[Python-Dev] Unicode support in getargs.c

Jack Jansen Jack.Jansen@cwi.nl
Wed, 2 Jan 2002 22:46:46 +0100 (CET)


On Wed, 2 Jan 2002, Martin v. Loewis wrote:

> > Jack will probably also need a way to say "decode this encoded
> > object into Unicode using the encoding xyz". Something like the
> > Unicode version of "es#". How about "eu#" which then passes through
> > Unicode as-is while decoding all other objects according to the
> > given encoding ?!
> 
> I'd like to see the requirements, in terms of real-world problems,
> before considering any extensions.

I have a number of MacOSX API's that expect Unicode buffers, passed as 
"long count, UniChar *buffer". I have the machinery in bgen to generate 
code for this, iff "u#" (or something else) would work the same as "s#", 
i.e. it returns you a pointer and a size, and it would work equally well 
for unicode objects as for classic strings (after conversion).
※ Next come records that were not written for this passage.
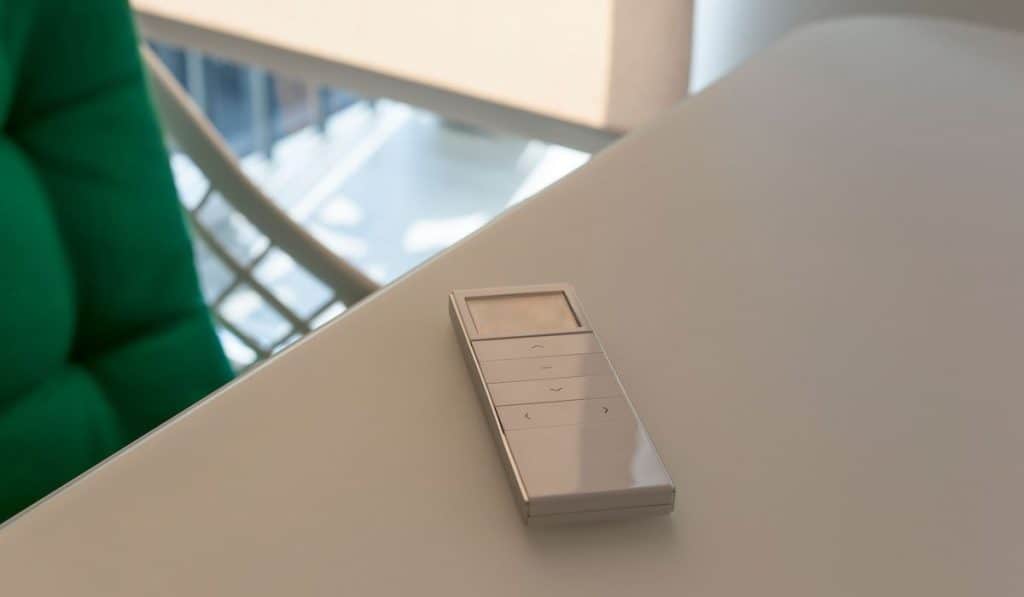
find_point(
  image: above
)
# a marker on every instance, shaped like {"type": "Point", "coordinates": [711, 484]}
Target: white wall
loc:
{"type": "Point", "coordinates": [727, 32]}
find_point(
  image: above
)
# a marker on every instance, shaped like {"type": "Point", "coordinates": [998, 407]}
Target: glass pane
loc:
{"type": "Point", "coordinates": [329, 313]}
{"type": "Point", "coordinates": [292, 285]}
{"type": "Point", "coordinates": [237, 351]}
{"type": "Point", "coordinates": [214, 276]}
{"type": "Point", "coordinates": [242, 240]}
{"type": "Point", "coordinates": [250, 313]}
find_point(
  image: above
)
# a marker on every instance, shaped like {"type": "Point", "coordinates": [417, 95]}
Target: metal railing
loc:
{"type": "Point", "coordinates": [196, 136]}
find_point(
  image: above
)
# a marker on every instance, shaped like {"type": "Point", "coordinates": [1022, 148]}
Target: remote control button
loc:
{"type": "Point", "coordinates": [570, 413]}
{"type": "Point", "coordinates": [545, 368]}
{"type": "Point", "coordinates": [551, 390]}
{"type": "Point", "coordinates": [536, 346]}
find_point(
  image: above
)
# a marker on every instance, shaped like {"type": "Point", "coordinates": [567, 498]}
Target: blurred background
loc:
{"type": "Point", "coordinates": [371, 127]}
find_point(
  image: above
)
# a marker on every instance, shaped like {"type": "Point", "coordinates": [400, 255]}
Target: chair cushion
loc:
{"type": "Point", "coordinates": [104, 332]}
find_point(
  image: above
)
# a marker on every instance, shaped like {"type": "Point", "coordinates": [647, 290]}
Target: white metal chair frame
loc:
{"type": "Point", "coordinates": [197, 137]}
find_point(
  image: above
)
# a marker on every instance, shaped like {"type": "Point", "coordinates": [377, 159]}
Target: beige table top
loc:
{"type": "Point", "coordinates": [811, 280]}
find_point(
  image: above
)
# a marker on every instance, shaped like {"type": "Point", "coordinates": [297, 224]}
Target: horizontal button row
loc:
{"type": "Point", "coordinates": [570, 413]}
{"type": "Point", "coordinates": [545, 368]}
{"type": "Point", "coordinates": [551, 390]}
{"type": "Point", "coordinates": [536, 346]}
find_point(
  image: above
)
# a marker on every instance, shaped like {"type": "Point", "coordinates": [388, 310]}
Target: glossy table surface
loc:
{"type": "Point", "coordinates": [810, 279]}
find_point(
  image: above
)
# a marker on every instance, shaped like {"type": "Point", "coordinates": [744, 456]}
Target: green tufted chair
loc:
{"type": "Point", "coordinates": [103, 334]}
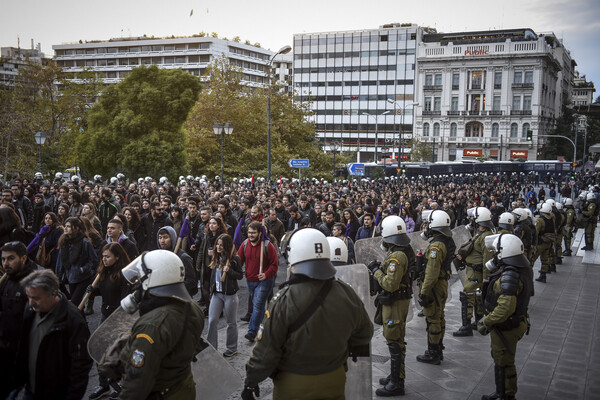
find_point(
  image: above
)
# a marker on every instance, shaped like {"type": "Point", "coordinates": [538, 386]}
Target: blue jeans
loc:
{"type": "Point", "coordinates": [259, 292]}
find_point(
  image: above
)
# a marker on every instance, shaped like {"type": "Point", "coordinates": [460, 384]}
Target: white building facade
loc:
{"type": "Point", "coordinates": [113, 59]}
{"type": "Point", "coordinates": [360, 85]}
{"type": "Point", "coordinates": [480, 93]}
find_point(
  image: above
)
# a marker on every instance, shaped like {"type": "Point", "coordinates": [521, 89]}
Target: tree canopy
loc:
{"type": "Point", "coordinates": [136, 126]}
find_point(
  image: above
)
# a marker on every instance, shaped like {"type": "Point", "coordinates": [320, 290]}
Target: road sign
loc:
{"type": "Point", "coordinates": [298, 163]}
{"type": "Point", "coordinates": [356, 169]}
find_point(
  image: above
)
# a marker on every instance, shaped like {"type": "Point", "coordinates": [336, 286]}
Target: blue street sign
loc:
{"type": "Point", "coordinates": [356, 169]}
{"type": "Point", "coordinates": [298, 163]}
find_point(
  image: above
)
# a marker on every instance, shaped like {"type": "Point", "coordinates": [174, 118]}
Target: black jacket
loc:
{"type": "Point", "coordinates": [63, 363]}
{"type": "Point", "coordinates": [235, 273]}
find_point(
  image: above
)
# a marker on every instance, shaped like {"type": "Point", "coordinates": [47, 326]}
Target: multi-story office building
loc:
{"type": "Point", "coordinates": [14, 58]}
{"type": "Point", "coordinates": [115, 58]}
{"type": "Point", "coordinates": [480, 93]}
{"type": "Point", "coordinates": [361, 87]}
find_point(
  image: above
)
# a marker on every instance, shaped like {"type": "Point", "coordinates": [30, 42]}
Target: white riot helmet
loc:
{"type": "Point", "coordinates": [338, 251]}
{"type": "Point", "coordinates": [393, 231]}
{"type": "Point", "coordinates": [436, 220]}
{"type": "Point", "coordinates": [160, 273]}
{"type": "Point", "coordinates": [590, 196]}
{"type": "Point", "coordinates": [308, 254]}
{"type": "Point", "coordinates": [507, 248]}
{"type": "Point", "coordinates": [481, 216]}
{"type": "Point", "coordinates": [546, 208]}
{"type": "Point", "coordinates": [520, 214]}
{"type": "Point", "coordinates": [506, 221]}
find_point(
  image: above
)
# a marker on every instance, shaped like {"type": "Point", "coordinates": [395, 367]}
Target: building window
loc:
{"type": "Point", "coordinates": [518, 77]}
{"type": "Point", "coordinates": [427, 106]}
{"type": "Point", "coordinates": [476, 79]}
{"type": "Point", "coordinates": [516, 102]}
{"type": "Point", "coordinates": [526, 103]}
{"type": "Point", "coordinates": [498, 80]}
{"type": "Point", "coordinates": [495, 130]}
{"type": "Point", "coordinates": [455, 80]}
{"type": "Point", "coordinates": [514, 130]}
{"type": "Point", "coordinates": [454, 104]}
{"type": "Point", "coordinates": [496, 103]}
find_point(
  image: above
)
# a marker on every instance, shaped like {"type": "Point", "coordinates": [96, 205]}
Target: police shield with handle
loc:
{"type": "Point", "coordinates": [156, 358]}
{"type": "Point", "coordinates": [434, 287]}
{"type": "Point", "coordinates": [393, 301]}
{"type": "Point", "coordinates": [296, 345]}
{"type": "Point", "coordinates": [506, 299]}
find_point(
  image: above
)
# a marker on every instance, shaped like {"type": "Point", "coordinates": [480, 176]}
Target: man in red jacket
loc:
{"type": "Point", "coordinates": [261, 270]}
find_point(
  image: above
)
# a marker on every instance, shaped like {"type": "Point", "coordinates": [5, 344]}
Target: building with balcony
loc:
{"type": "Point", "coordinates": [479, 93]}
{"type": "Point", "coordinates": [14, 58]}
{"type": "Point", "coordinates": [361, 87]}
{"type": "Point", "coordinates": [113, 59]}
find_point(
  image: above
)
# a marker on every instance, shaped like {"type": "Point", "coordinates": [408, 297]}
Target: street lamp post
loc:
{"type": "Point", "coordinates": [223, 129]}
{"type": "Point", "coordinates": [401, 141]}
{"type": "Point", "coordinates": [284, 50]}
{"type": "Point", "coordinates": [376, 130]}
{"type": "Point", "coordinates": [40, 139]}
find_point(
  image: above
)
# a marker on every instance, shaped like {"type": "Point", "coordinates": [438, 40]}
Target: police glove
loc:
{"type": "Point", "coordinates": [482, 327]}
{"type": "Point", "coordinates": [249, 392]}
{"type": "Point", "coordinates": [424, 300]}
{"type": "Point", "coordinates": [373, 266]}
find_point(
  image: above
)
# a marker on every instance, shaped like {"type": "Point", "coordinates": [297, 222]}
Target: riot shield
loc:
{"type": "Point", "coordinates": [209, 361]}
{"type": "Point", "coordinates": [358, 377]}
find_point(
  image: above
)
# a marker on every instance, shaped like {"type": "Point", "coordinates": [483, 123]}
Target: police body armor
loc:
{"type": "Point", "coordinates": [509, 277]}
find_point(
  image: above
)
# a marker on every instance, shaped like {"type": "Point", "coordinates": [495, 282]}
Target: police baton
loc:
{"type": "Point", "coordinates": [88, 294]}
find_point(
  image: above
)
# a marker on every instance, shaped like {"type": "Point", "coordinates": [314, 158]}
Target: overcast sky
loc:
{"type": "Point", "coordinates": [272, 23]}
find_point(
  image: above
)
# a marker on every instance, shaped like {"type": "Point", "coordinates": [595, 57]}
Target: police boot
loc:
{"type": "Point", "coordinates": [395, 387]}
{"type": "Point", "coordinates": [465, 329]}
{"type": "Point", "coordinates": [499, 378]}
{"type": "Point", "coordinates": [432, 355]}
{"type": "Point", "coordinates": [89, 307]}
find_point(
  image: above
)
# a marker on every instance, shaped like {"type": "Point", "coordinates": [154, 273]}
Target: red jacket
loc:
{"type": "Point", "coordinates": [250, 256]}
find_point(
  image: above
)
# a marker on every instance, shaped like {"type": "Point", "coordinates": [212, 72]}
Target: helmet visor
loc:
{"type": "Point", "coordinates": [134, 271]}
{"type": "Point", "coordinates": [489, 242]}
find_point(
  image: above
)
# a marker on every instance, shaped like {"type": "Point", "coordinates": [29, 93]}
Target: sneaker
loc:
{"type": "Point", "coordinates": [246, 318]}
{"type": "Point", "coordinates": [229, 353]}
{"type": "Point", "coordinates": [98, 392]}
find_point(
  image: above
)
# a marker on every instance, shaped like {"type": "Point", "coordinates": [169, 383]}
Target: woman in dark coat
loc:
{"type": "Point", "coordinates": [77, 259]}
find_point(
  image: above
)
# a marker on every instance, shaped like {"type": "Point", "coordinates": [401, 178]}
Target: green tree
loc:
{"type": "Point", "coordinates": [136, 126]}
{"type": "Point", "coordinates": [44, 99]}
{"type": "Point", "coordinates": [226, 99]}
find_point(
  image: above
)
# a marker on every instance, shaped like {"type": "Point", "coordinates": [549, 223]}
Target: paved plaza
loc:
{"type": "Point", "coordinates": [558, 360]}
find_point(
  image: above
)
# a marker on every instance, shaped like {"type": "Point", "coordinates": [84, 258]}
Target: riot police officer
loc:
{"type": "Point", "coordinates": [162, 343]}
{"type": "Point", "coordinates": [506, 298]}
{"type": "Point", "coordinates": [591, 215]}
{"type": "Point", "coordinates": [569, 225]}
{"type": "Point", "coordinates": [481, 220]}
{"type": "Point", "coordinates": [394, 278]}
{"type": "Point", "coordinates": [295, 345]}
{"type": "Point", "coordinates": [506, 223]}
{"type": "Point", "coordinates": [434, 289]}
{"type": "Point", "coordinates": [544, 227]}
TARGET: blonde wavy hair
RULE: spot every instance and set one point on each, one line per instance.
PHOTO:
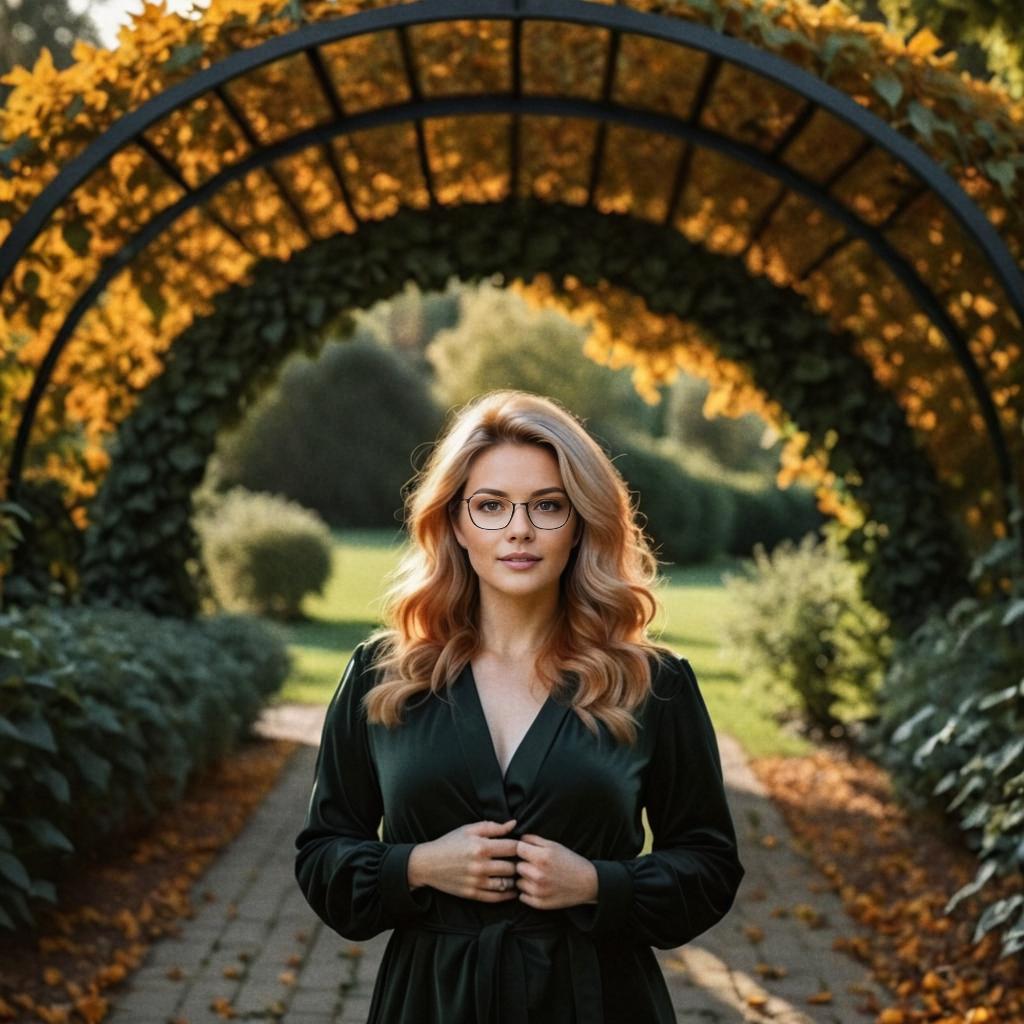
(430, 607)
The trick with O and using PyUnicode_FromObject() may do the trick for me, 
as my code is generated, so a little more glue call doesn't really matter. 
But as a general solution it doesn't look right: "How do I call a C 
routine with a string parameter?" "Use the "s" format and you get the 
string pointer to pass". "How do I call a C routine with a unicode string 
parameter?" "Use O and PyUnicode_FromObject() and PyUnicode_AsUnicode and 
make sure you get all your decrefs right and.....".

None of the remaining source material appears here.